3. Leaders should be able to pivot, make adjustments and change course
If you're going to be in business and think things are going to stay the same, you're not in the right field and should do something else. There's an excellent quote that I read recently from Jeff Bezos, where he said that "every day needs to be day one."
He said that day one is when you're entirely customer-obsessed and constantly looking to grow the business. On day one of a business, you're asking what we can do to wow our customers. How can we provide value? You never want to leave day one because, once it becomes day two, it's now on a path to stagnation.
I agree with that. Part of day one thinking is understanding that things change. It's being resilient enough to change course, evaluating things on the fly, knowing what's working and rapidly driving resources to what's working.
How do you bring the best out in your teams? In baseball, it's catchers that have a unique perspective. They're managing the pitcher and see the game from a perspective only they can see.
They're watching the game unfold in front of them. Nine innings, 162 games a year for 20 years, or however long they're behind the plate. They're great leaders in the sport because they understand the game at a level that other players can't.
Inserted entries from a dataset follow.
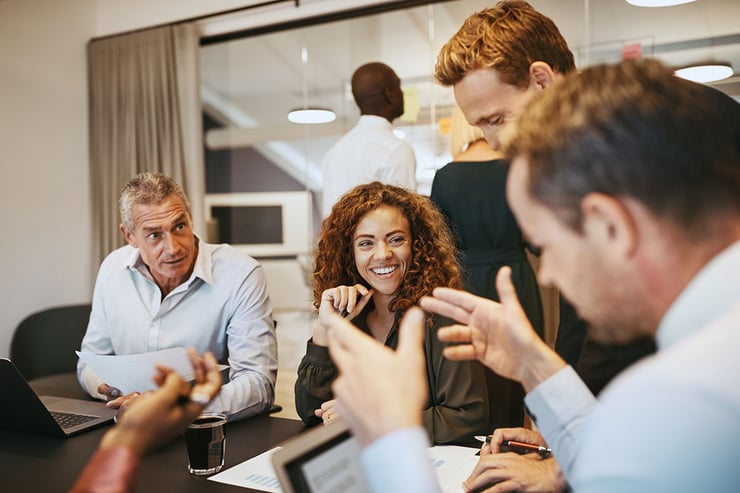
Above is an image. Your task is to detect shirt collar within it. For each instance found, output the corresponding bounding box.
[656,239,740,349]
[124,235,216,287]
[191,238,215,286]
[357,114,393,129]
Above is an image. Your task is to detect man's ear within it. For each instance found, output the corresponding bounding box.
[382,85,395,104]
[120,224,134,246]
[581,193,638,259]
[529,61,557,90]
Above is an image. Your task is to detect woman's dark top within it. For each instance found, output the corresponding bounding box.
[430,159,544,337]
[294,308,490,446]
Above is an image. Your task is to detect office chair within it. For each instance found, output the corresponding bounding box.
[10,303,92,381]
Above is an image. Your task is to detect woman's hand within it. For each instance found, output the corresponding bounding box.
[313,284,373,346]
[314,398,339,425]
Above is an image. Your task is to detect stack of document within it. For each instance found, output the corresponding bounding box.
[77,347,227,394]
[208,444,479,493]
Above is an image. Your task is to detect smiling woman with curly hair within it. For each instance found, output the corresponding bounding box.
[314,181,463,316]
[295,182,490,445]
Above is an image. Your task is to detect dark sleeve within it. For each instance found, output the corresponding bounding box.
[554,295,588,368]
[576,335,656,396]
[421,318,490,446]
[294,339,337,426]
[430,167,457,238]
[429,167,446,208]
[696,81,740,152]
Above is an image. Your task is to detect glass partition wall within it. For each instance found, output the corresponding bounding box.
[200,2,465,207]
[199,0,740,247]
[197,0,739,314]
[200,0,739,201]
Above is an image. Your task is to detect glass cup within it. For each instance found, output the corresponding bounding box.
[185,413,227,476]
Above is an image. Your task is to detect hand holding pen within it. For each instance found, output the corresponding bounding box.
[475,435,552,458]
[474,427,551,457]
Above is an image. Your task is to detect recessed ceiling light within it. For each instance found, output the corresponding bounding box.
[625,0,695,6]
[674,63,734,83]
[287,108,336,124]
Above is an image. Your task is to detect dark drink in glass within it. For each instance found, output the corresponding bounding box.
[185,414,227,475]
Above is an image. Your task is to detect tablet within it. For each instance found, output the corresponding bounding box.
[271,420,370,493]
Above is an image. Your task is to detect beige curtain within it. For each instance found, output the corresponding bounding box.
[88,23,204,269]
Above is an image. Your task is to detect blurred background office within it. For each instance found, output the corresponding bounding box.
[2,0,739,418]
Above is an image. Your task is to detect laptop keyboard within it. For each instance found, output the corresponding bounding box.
[51,411,98,429]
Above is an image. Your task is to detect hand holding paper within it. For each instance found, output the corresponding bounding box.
[77,347,209,395]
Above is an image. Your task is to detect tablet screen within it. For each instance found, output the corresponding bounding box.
[274,422,370,493]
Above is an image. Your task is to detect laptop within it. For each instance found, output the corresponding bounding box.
[271,420,370,493]
[0,358,116,437]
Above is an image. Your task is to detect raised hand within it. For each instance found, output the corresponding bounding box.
[326,307,427,447]
[420,267,564,392]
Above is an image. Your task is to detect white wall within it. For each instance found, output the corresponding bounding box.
[0,0,97,357]
[95,0,399,37]
[1,0,385,357]
[94,0,273,37]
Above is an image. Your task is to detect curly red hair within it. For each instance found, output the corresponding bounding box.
[312,182,463,323]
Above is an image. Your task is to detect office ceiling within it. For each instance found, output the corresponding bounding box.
[199,0,740,191]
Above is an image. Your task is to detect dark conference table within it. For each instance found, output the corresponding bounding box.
[0,375,307,492]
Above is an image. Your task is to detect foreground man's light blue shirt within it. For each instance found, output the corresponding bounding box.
[526,240,740,491]
[77,239,277,421]
[362,427,440,493]
[362,240,740,492]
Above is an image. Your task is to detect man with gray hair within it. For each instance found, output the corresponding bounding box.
[77,172,277,421]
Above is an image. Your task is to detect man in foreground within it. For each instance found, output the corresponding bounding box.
[326,59,740,492]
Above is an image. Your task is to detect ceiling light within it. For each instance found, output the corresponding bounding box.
[287,107,336,124]
[625,0,695,6]
[674,63,734,83]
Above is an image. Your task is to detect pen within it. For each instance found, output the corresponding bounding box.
[474,436,552,457]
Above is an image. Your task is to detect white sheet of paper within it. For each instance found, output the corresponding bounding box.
[208,446,283,492]
[429,445,480,493]
[76,347,197,394]
[206,443,478,493]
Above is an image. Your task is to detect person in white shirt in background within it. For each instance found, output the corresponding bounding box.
[324,58,740,493]
[321,62,417,218]
[77,172,277,422]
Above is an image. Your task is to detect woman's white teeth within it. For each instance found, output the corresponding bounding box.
[373,266,396,275]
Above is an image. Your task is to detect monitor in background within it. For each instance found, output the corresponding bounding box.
[204,191,312,258]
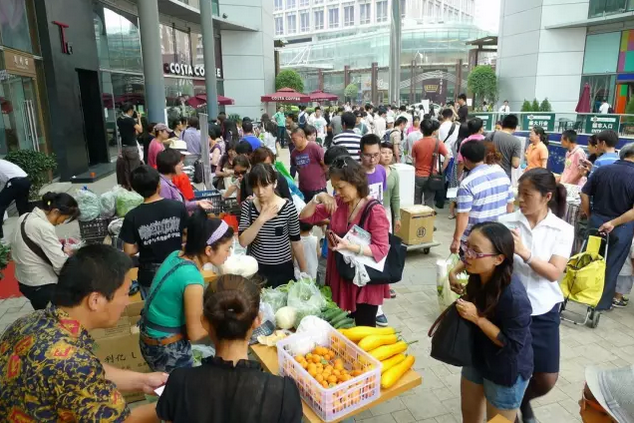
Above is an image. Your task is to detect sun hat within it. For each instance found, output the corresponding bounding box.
[585,365,634,423]
[169,139,191,155]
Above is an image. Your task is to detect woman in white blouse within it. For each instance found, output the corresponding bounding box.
[10,192,79,310]
[498,168,574,423]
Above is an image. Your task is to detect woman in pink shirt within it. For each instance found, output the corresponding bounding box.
[147,123,171,168]
[558,130,586,186]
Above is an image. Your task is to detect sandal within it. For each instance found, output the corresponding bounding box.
[448,215,456,220]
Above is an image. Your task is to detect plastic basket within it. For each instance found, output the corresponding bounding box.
[194,190,222,215]
[277,326,381,422]
[222,197,240,214]
[78,217,112,244]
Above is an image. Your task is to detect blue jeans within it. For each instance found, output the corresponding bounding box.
[462,367,530,410]
[589,213,634,310]
[139,334,194,373]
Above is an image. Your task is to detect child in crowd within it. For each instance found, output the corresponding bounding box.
[614,240,634,308]
[295,222,319,280]
[558,130,586,186]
I think that that's a big part of when you're looking to develop a quality leadership team. Those are the kind of skills that you want to see.
Be like a catcher.
4. Knowing that honest mistakes, smart risk and bold action are often needed
What I believe in is that you want to give people smart authority. You want to let them understand the guardrails within their sphere and encourage people to own things. You give people a chance to accept responsibility, take full responsibility for something and give them goals for what you want them to accomplish. Then set them free to go out and do it.
When they make mistakes, they learn something. It's through honest mistakes that real learning happens. We grow up in a culture where everything has to be mistake-free and perfect. In reality, however, the best and most successful entrepreneurs are founded out of risk. If you remove the risk from your business as you're operating it, how can you ever grow? How can you ever move to the next level?
You want to allow your team and leaders to grow and make what I call "smart mistakes" — honest mistakes that are not due to carelessness or recklessness. It's okay to make a mistake when you've gone through the process of making a good decision.
I also believe in "smart risk," — where you think more outside the box. Smart risk is, for example, taking a reasonable chance on a well-thought-out opportunity.
In marketing, there's the whole theory of test and rest. Try something, give it a time frame, and look at the results. Did it work? Yes, then throw more at it. If not, what did we learn, why didn't it work and what could we tweak?
5. Blending diverse talents can create a force multiplier effect
The best example that I can give is a hockey team. There are usually four lines on a hockey team, and traditionally, you have the top six that score. You have two lines of forwards that go out there, and their job is to generate offense and control the puck in the other team's zone. But if you have four lines like that, then who's playing defense?
So, you complement those lines with somebody who's maybe a bit more physical, somebody who likes to agitate. While you certainly need to score goals, you also need the passers, the players who keep the team spirits up, and the enforcers where necessary.
Same thing in business. You have to have a leadership team that's not an echo chamber. In echo chambers, there are no divergent views or solutions. When you look at things like marketing and sales, you want different opinions so you have the best chance to make a decision that helps the business move forward.
While values can be shared, talents should be unique. People should be able to work together and respect each other's aptitudes and viewpoints because I believe that creates a high tide in which all boats can float.
My feedback about our vice president of sales from her employees is that "She is the best manager I ever worked for because she empowers me to own things and do the best job I can."
That's what I call great leadership.